The TRUTH about the ‘death stare’: Hospice nurse lifts the lid on phenomenon that signals a person is going to pass away

A hospice nurse has shared an intriguing insight into the ‘death stare’, revealing the truth about the common phenomenon that signals when someone is about to die.

Julie McFadden, 41, is a registered nurse based in Los Angeles who specializes in hospice care – and has built millions of followers on social media in sharing insights to help destigmatize the process of ‘death and dying’ her website explains.

She recently took to YouTube to share details about something that happens to dying people as they die, revealing how their eyes can become “fixated” on one point.

“If you’re not familiar with end-of-life phenomena, there are a number of things that happen at the end of life for most people,” she explained.

“One of those things is called a death stare, which is when someone gets really fixated on a certain part of the room, and no matter what you do — you can snap your finger right in front of their face — and they won’t move their gaze.” ‘

Hospice nurse Julie McFadden, 41, took to social media to describe the end-of-life sign known as the ‘death stare’

‘Sometimes they just stare. Sometimes they talk to someone you don’t see. Sometimes they have a big smile on their face, as if they see something that clearly makes them very happy. So that’s called the ‘death stare’.”

The “death gaze” is often accompanied by what Julie called “end-of-life vision,” in which the dying person claims to see someone he “usually loves and knows” and who “has already died.”

“They will sometimes have conversations right in front of us with these people that we don’t see,” she added of the eerie event.

She then shared a chilling story in which an older man was already exhibiting both the “death stare” and “end-of-life visioning” when she came to see him for a “follow-up visit.”

The man’s caregiver was his wife; both were married for years in the mid to late 1990s and 1970s.

‘I immediately fell in love with these two. They were so, so, so sweet,” Julie said.

“He was what I call ‘pleasantly confused,'” Julie continued, explaining that he knew who his wife was and was polite to everyone, but couldn’t really hold a conversation or seem to know what was going on in general. hand wash.

“I noticed him looking at me and smiling, then suddenly turning his head and fixating on another part of the room, and then smiling a huge smile, as if he saw something there,” Julie further recalled.

'Sometimes they just stare.  Sometimes they talk to someone you don't see.  Sometimes they have a big smile on their face,

‘Sometimes they just stare. Sometimes they talk to someone you don’t see. Sometimes they have a big smile on their face,” she says of patients who are near death

“And he kept doing it the whole visit…I couldn’t get his attention when he did that. And then suddenly a big smile came on his face.’

Julie decided to call the woman: “I wanted his wife to see this because these end-of-life phenomena can often give you a timeline of when this person may die.”

It usually starts a few weeks to a month before their final moments, Julie added, emphasizing that she wants “family members to see it too and know what’s going on.”

The woman then told Julie that the man had been doing the death stare several times a day for a week.

With that, the wife had gotten an answer from her husband about what he was looking at – which, Julie said, “doesn’t always happen.”

“He said ‘Jesus,’” the woman told Julie.

Julie further emphasized that “the point of the story is not that he saw Jesus.

‘Because a lot of people say they see a lot of different things. And it usually depends on what religion they are.

‘Sometimes they see no deity at all. They say, you know, “I see beautiful clouds” or “I see flowers.” Some people see Jesus or God or angels.

“But the great thing is that whatever he saw, he was very happy and smiling,” Julie emphasized.

The Los Angeles-based nurse has been providing hospice care for more than 15 years

The Los Angeles-based nurse has been providing hospice care for more than 15 years

But from then on things got weirder.

The woman took Julie into the living room and showed her her family albums.

She also mentioned that her sister had just died.

Considering that the woman, her sister and the man were all close, she didn’t have the heart to tell her husband about her sister’s death because she thought it would just make him “super sad” and that he would probably soon forget it.

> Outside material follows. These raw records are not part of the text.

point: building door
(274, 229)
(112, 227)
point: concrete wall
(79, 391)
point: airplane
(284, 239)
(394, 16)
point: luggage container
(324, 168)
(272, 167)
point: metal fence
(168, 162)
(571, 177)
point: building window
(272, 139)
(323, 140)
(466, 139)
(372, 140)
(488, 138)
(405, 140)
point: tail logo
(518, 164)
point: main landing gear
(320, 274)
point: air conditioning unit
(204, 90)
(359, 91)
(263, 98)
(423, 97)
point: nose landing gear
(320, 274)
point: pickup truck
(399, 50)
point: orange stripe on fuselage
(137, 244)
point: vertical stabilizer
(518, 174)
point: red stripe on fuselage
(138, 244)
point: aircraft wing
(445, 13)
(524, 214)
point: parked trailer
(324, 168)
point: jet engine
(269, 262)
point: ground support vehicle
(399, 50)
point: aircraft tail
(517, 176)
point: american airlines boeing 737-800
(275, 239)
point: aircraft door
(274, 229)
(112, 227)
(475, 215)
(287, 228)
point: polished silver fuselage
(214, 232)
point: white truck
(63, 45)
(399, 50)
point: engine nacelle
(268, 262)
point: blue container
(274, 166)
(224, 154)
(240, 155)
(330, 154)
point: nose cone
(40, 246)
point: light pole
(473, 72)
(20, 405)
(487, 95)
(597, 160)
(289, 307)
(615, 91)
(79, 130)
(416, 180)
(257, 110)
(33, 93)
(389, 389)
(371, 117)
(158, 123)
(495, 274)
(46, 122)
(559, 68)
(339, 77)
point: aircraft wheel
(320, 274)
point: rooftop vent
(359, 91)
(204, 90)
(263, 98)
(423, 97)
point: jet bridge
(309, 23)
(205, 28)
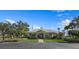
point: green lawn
(36, 40)
(54, 40)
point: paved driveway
(30, 45)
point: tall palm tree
(3, 29)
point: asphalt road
(30, 45)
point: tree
(3, 29)
(22, 28)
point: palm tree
(3, 29)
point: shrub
(71, 39)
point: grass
(54, 40)
(35, 40)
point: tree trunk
(3, 35)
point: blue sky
(48, 19)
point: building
(42, 33)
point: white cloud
(60, 15)
(59, 11)
(66, 22)
(10, 20)
(36, 27)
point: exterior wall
(41, 35)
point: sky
(47, 19)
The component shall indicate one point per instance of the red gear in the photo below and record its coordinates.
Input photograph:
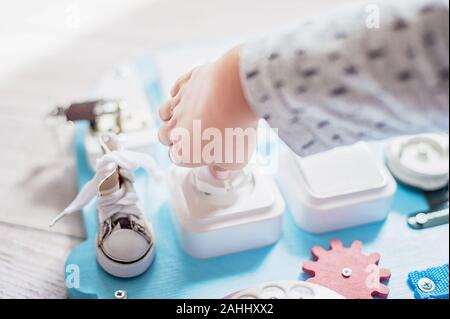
(348, 271)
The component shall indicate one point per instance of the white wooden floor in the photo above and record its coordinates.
(54, 51)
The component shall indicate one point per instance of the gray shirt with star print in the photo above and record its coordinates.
(369, 71)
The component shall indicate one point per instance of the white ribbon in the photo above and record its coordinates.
(124, 200)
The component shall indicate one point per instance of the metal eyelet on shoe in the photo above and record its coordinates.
(121, 294)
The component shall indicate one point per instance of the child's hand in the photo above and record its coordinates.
(212, 94)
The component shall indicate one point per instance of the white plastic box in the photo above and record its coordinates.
(207, 230)
(345, 187)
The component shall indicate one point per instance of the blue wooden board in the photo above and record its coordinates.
(177, 275)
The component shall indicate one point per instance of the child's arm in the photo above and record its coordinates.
(334, 81)
(326, 83)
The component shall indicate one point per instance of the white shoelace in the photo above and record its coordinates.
(124, 200)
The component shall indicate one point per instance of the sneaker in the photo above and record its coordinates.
(125, 241)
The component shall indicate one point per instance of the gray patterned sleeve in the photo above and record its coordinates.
(339, 79)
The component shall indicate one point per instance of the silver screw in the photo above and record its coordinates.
(426, 285)
(346, 272)
(120, 294)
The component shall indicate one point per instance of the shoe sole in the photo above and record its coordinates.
(127, 270)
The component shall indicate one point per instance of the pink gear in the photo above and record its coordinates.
(348, 271)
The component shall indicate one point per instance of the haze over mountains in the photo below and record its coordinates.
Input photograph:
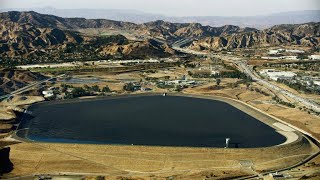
(30, 37)
(259, 22)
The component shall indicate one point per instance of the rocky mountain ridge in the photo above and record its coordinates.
(45, 38)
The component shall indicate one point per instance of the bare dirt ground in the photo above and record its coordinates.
(139, 163)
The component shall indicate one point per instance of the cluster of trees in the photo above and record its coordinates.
(83, 91)
(130, 87)
(224, 74)
(278, 100)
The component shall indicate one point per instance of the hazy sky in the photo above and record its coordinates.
(176, 7)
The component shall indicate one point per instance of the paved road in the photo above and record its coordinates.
(242, 65)
(28, 87)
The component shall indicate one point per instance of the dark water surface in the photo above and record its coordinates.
(147, 120)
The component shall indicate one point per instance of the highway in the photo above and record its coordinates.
(242, 66)
(28, 87)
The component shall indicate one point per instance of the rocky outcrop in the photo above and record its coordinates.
(302, 34)
(30, 37)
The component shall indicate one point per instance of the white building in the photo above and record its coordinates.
(316, 83)
(314, 57)
(47, 94)
(281, 57)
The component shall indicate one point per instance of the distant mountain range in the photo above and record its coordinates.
(259, 22)
(30, 37)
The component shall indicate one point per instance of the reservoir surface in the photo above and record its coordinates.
(147, 120)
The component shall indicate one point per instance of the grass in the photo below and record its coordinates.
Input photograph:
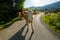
(9, 23)
(53, 21)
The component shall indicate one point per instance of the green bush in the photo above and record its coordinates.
(53, 21)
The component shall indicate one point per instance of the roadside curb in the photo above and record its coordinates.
(58, 35)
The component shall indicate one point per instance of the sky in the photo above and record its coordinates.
(37, 3)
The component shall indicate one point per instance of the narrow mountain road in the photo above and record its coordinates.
(40, 31)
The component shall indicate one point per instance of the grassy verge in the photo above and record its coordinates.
(9, 23)
(53, 21)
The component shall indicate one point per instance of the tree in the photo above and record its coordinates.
(7, 11)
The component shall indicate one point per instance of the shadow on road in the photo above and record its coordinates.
(18, 35)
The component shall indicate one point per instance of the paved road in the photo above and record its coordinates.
(40, 31)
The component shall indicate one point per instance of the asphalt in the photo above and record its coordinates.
(18, 31)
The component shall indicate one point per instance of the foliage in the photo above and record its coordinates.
(8, 12)
(53, 20)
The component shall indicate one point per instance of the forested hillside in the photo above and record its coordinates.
(9, 9)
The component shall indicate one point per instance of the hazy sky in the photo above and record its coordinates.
(36, 3)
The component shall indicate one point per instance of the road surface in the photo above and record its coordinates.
(40, 31)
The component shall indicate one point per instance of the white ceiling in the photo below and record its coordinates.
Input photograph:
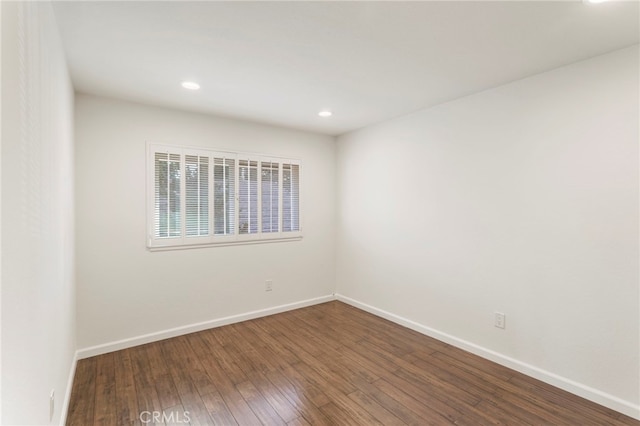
(282, 62)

Good.

But after about a week, the woman, out of guilt, decided to tell her husband that her sister, his sister-in-law, had died.

He then calmly told his wife that he already knew that because the sister had told him.

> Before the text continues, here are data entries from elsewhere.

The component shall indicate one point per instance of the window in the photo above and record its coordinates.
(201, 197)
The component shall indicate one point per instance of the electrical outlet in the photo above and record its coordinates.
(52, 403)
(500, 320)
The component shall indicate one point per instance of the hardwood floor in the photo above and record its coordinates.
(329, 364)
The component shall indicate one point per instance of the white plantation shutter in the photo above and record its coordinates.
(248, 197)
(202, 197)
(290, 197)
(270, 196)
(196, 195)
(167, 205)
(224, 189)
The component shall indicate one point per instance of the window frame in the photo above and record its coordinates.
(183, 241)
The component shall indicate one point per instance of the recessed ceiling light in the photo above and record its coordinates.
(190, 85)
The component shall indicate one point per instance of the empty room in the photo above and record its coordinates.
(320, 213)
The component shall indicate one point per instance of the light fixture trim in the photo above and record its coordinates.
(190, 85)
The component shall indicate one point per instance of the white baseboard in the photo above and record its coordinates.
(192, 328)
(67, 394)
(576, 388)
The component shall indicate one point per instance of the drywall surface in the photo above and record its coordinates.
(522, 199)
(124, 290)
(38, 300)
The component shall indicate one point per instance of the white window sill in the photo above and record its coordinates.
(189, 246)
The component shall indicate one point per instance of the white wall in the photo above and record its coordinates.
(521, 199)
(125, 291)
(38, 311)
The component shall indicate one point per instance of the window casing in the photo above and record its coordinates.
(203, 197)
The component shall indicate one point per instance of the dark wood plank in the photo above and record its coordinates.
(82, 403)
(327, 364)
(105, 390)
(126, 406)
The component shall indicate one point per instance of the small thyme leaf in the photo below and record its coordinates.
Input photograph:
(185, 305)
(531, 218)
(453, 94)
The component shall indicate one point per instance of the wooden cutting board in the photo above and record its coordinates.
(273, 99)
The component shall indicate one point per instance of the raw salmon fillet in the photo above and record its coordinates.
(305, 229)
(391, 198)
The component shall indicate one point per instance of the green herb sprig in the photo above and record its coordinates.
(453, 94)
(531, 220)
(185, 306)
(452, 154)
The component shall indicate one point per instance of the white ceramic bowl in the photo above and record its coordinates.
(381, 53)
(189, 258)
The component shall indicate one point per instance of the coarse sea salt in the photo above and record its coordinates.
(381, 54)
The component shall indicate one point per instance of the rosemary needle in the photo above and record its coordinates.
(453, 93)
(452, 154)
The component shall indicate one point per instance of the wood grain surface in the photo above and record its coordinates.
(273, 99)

“She came to me last week and said she had died,” the man told his wife about her sister, according to Julie.

With that, he said it was “smiling, like he approved of it,” she continued about the woman’s story.

“It’s going to give you chills when I tell you this story,” the nurse further admitted.

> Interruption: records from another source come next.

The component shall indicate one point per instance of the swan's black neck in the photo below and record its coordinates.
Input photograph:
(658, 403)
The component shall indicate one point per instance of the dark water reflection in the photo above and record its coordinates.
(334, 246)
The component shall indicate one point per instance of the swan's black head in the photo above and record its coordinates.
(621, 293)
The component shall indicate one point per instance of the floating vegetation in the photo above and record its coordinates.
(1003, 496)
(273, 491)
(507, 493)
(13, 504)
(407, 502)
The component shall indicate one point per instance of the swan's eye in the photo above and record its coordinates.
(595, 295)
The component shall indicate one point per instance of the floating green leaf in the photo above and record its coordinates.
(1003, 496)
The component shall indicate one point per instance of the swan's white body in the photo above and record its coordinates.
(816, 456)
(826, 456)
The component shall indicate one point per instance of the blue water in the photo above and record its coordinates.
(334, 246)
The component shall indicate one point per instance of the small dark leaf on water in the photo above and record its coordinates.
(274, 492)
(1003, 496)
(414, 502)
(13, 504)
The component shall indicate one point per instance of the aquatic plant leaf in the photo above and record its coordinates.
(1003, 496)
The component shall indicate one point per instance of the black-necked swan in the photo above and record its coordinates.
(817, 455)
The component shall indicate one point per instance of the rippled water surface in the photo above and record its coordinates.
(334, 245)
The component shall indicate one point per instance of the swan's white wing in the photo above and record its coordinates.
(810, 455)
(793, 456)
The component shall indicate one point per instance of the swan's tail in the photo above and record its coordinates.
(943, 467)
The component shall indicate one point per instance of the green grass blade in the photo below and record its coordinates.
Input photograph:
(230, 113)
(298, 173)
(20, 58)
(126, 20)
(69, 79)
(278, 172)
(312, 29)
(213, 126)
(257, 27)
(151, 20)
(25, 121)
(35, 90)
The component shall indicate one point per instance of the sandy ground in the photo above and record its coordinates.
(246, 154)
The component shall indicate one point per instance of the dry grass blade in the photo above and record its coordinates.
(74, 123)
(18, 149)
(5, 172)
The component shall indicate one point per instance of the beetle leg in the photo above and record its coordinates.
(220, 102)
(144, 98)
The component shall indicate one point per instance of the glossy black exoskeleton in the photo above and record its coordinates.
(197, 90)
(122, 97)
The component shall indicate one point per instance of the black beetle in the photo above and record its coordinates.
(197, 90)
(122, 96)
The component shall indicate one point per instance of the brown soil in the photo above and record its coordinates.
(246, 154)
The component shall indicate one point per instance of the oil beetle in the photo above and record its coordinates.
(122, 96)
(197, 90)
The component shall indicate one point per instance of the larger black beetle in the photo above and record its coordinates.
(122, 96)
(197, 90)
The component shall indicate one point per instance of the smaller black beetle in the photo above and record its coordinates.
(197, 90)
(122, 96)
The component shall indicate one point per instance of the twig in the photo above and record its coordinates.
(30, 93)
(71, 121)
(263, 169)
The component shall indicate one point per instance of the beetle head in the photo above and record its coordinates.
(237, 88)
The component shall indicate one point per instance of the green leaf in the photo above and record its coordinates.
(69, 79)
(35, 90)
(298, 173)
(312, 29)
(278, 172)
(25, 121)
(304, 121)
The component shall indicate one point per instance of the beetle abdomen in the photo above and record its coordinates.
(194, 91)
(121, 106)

This isn’t the first time Julie has spoken out about the end-of-life tendencies she’s witnessed.

Last year she delved into ‘visions about the end of life’ and how eerily ‘logical’ the exchanges surrounding them can be.

‘They are usually functional and logical and ask me: ‘Why am I seeing my deceased mother, are you seeing her?’ she said.

Julie is also planning to come later this year publishing a book entitled Nothing to FearBilled as a “comforting and informative guide that demystifies our end-of-life journey.”